O marido traído explodiu a própria cabeça depois de matar umas trinta pessoas - incluindo crianças - e deixar outras tantas feridas. 

Harry sabia que não deveria acreditar em tudo isso. Tem alguns pontos que claramente são um exagero fajuto - como o número de mortos, será mesmo que havia mais de trinta pessoas na estação naquele fatídico momento? Por que não correram? Como ele foi tão ágil com um rifle? E grávida? Pelo amor de Deus -, mas havia detalhes demais para uma narrativa inventada.

Não à toa que o massacre de Hamilton, ou mesmo apenas a estação atual, tenha sido cenário para inúmeros pesadelos de Harry. 

Isso antes do seminário, claro.

E seu medo não é resumia aos fantasmas atormentados, ele também tinha medo do mal palpável. 

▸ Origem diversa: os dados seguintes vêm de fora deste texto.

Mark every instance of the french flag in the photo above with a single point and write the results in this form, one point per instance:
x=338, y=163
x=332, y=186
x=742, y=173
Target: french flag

Enquanto observa a estação a uma distância segura e - de rabo de olho - vigia o bosque à direita, ele pensa em grupo de bêbados e drogados e em homicidas cruéis à espreita. Pensa que dificilmente conseguirá retornar para a bairro sem ser pego no meio do caminho. Pensa que dali ninguém ouvirá seus gritos. 

Quantos dias demorariam para encontrá-lo? Se é que um dia iriam. E se não o matarem logo? E se preferissem torturá-lo por dias, semanas, meses a fio?

Embora não veja nada suspeito, seu temor já atingiu o estágio em que é impossível superar - é difícil assegurar se ele chegará lá antes de ter um treco.

Aliás, como sequer planeja ficar ali mais tempo do que o necessário, pra quê ir além de onde está? Aqui já tá de bom tamanho.

Não obstante, contrariando seus impulsos que ordem que ele faça logo o que tem que fazer e dê no pé, Harry se agacha, colocando a mochila no chão para revirar seu conteúdo.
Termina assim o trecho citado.